The bass voice appeared to be allied to extremely heavy boots. They could be heard receding with a measured tread. After an interval other, less resounding footsteps and a familiar voice.

“Miss Silver? How are you? What can I do for you?”

Miss Silver’s faint cough travelled along the line. It took Randal March a long way back to a schoolroom where a little inky boy and two much tidier little girls had absorbed instruction in reading, writing, and arithmetic from a Miss Silver who must in those days have been a good deal younger than she was now, but who never seemed to him to have changed in any way with the passage of years. Kind, dowdy, prim, intelligent – oh, very intelligent – and firm. That was Miss Silver twenty-seven years ago, and that was Miss Silver today. They had always kept up with her, his mother, his sisters, and at long intervals himself. Recently however they had been rather closely associated, for it was from Matchley that he had just been transferred to Ledlington, and it was in Matchley that the horrible dénouement of the affair of the poisoned caterpillars had taken place.
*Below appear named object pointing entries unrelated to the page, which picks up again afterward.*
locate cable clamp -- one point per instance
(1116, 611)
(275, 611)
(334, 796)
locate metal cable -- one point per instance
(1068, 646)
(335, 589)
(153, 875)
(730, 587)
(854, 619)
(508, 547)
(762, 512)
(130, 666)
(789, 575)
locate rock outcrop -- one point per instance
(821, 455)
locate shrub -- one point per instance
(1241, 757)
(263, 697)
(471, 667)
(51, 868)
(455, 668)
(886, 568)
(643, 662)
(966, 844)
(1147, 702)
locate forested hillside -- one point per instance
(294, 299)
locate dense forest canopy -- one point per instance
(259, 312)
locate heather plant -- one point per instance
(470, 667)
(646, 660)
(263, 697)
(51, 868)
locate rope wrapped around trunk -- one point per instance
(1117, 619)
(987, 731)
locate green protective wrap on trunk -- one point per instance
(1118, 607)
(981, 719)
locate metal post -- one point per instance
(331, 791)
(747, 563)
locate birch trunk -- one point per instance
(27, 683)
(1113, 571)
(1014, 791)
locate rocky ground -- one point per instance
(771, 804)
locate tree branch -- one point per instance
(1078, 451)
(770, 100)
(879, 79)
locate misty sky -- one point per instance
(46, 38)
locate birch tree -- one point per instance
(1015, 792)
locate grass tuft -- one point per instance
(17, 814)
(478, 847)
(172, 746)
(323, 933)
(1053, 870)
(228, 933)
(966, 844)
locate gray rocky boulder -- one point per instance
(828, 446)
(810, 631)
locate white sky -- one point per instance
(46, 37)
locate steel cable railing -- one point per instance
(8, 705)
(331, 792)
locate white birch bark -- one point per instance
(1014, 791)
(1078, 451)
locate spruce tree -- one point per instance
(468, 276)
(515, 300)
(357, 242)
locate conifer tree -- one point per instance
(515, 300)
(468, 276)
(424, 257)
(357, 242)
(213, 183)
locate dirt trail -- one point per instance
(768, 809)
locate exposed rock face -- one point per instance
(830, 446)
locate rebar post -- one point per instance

If it had not been for Miss Silver, he might very well have been occupying a grave in the family plot instead of listening with grateful attention whilst she replied to his questions.

“Thank you, Randal, I am quite well. I hope you are settling down comfortably. Ledlington is a charming, old-fashioned place, though rather spoilt by some of the newer buildings.”

“What does she want?” thought Randal March. “She didn’t ring me up to discuss architecture. What is she on to?”

“I hope you have good news of your dear mother,” pursued Miss Silver.

“Oh, yes – very. She never gets any older.”

“And dear Margaret and Isabel?”

“Blooming.”

“Please give them my love when you write – but I shall be seeing you.”

“Oh, you will, will you?” He did not say this aloud, but he grinned.

Miss Silver went on speaking.

“I thought of taking a little holiday in Ledlington.”

“A holiday?” said Randal severely.

“I hope so. And I really rang up to know whether you could recommend me a quiet boarding-house, not too expensive. I am sure you will know what would suit me.”

“Well – I don’t know-”

“I thought of coming down this afternoon. If you would be so kind as to make some enquiries about a boarding-house-”

“Yes, of course-”

“I could call in at the station, and if you should not be there, perhaps you would leave a note.”

Inspector March said that he would. He hung up, wondering what Miss Silver had got hold of. It couldn’t be the Cole case – or could it? He felt a pringling in his bones. If Maud Silver was coming to Ledlington, it was because she had got her nose down on a trail. All that about a holiday and “your dear mother,” and “dear Margaret and Isabel,” and a nice boarding-house, was camouflage. She had just had a holiday with her niece Ethel. Not only did he know that, but he knew that she knew that he knew it. And she didn’t throw any dust in his eyes. He knew his Miss Silver.

He went off to enquire about boarding-houses.